Exhibit 5.1


Bank of America Plaza                    813.229.7600

101 East Kennedy Boulevard        813.229.1660 fax

Suite 2800

Tampa, Florida 33602





November 24, 2020


Oragenics, Inc.

4902 Eisenhower Boulevard, Suite 125

Tampa, Florida 33634


Re: Oragenics, Inc.


Ladies and Gentlemen:


We are acting as counsel to Oragenics, Inc., a Florida corporation (the “Company”), in connection with the preparation and filing of the prospectus supplement, dated November 19, 2020 (the “Prospectus Supplement”), filed with the Securities and Exchange Commission (the “Commission”) pursuant to Rule 424(b) of the rules and regulations of the Securities Act. The Company filed a registration statement on Form S-3 (File No. 333-235763) (the “Registration Statement”) and the base prospectus included therein with the Commission on December 31, 2019, and declared effective January 13, 2020. The base prospectus together with the prospectus supplement are collectively referred to as the “Prospectus”.


The Prospectus Supplement pertains to an underwritten offering by the Company with respect to the issuance and sale of an aggregate of 16,317,567 shares (including up to 2,128,378 shares subject to the underwriter’s over-allotment option) of the Company’s common stock, $0.001 par value per share (the “Common Stock”).


The shares of Common Stock are to be sold pursuant to an Underwriting Agreement, dated as of November 19, 2020, by and between the Company and A.G.P./Alliance Global Partners (the “Underwriter”), which has been filed as an exhibit to the Company’s Current Report on Form 8-K filed on November 24, 2020 (the “Underwriting Agreement”).
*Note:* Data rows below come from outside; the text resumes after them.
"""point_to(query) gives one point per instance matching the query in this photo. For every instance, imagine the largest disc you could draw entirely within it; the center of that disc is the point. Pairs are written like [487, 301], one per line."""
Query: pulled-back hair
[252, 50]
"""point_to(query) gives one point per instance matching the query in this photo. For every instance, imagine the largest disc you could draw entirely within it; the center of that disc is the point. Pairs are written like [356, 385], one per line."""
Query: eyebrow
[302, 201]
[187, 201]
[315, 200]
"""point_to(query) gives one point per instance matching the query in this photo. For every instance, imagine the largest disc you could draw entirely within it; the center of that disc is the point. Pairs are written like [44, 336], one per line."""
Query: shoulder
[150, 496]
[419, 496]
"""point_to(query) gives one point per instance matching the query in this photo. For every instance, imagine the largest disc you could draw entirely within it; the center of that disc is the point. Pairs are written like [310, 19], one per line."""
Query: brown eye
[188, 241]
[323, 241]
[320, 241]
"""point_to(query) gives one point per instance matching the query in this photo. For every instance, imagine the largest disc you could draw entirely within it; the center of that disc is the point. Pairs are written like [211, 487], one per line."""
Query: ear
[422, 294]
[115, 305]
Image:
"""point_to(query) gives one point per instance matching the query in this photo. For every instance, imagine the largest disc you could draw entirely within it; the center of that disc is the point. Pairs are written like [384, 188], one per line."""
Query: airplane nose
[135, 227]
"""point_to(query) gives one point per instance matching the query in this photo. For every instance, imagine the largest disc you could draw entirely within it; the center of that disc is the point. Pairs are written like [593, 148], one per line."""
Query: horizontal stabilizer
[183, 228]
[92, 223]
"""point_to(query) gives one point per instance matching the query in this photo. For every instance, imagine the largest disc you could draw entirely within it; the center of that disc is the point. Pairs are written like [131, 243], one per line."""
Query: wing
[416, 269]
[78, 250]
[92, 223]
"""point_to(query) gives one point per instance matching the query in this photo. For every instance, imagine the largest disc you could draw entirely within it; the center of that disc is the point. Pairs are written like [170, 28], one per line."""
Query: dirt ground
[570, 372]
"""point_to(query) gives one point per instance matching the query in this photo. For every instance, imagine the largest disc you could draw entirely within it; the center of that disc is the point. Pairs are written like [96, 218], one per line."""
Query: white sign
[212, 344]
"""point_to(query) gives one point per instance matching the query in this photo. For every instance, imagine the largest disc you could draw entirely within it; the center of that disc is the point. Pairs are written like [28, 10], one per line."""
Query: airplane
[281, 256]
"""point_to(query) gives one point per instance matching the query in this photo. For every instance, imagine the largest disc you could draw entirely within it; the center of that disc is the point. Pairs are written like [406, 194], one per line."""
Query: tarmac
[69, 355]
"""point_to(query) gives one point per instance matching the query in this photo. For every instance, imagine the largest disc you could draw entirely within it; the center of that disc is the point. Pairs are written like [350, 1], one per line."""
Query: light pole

In connection with this opinion, we have examined and relied upon the Registration Statement and the Prospectus, the Company’s Amended and Restated Articles of Incorporation, as amended to date, the Company’s Bylaws, as amended to date, the Underwriting Agreement and such instruments, documents, certificates and records that we have deemed relevant and necessary for the basis of our opinion hereinafter expressed. In such examination, we have assumed: (i) the authenticity of original documents and the genuineness of all signatures; (ii) the conformity to the originals of all documents submitted to us as copies; (iii) the truth, accuracy and completeness of the information, representations and warranties contained in the records, documents, instruments and certificates we have reviewed; and (iv) the due execution and delivery of all documents where due execution and delivery are a prerequisite to the effectiveness thereof. This opinion is being rendered in connection with the filing of the Prospectus with the Commission.


Based upon the foregoing, we are of the opinion that the Common Stock, when issued and sold in accordance with the Underwriting Agreement, the Registration Statement and the Prospectus, will be duly authorized, validly issued, fully paid and non-assessable.


We are admitted to practice in the State of Florida. This opinion letter is limited to the laws of the State of Florida, as such laws presently exist and to the facts as they presently exist. We assume no obligation to revise or supplement this opinion letter should the laws of such jurisdictions be changed after the date hereof by legislative action, judicial decision or otherwise. Without limiting the generality of the foregoing, we express no opinion with respect to (i) state securities or “Blue Sky” laws or (ii) state or federal antifraud laws.


We hereby consent to the inclusion of this opinion as Exhibit 5.1 to the Company’s Current Report on Form 8-K dated November 24, 2020 and the Registration Statement in accordance with the requirements of Item 601(b)(5) of Regulation S-K promulgated under the Securities Act and to the references to our firm therein and in the Prospectus and the Prospectus Supplement under the caption “Legal Matters.” In giving this consent, we do not thereby admit that we are an “expert” within the meaning of the Securities Act of 1933, as amended.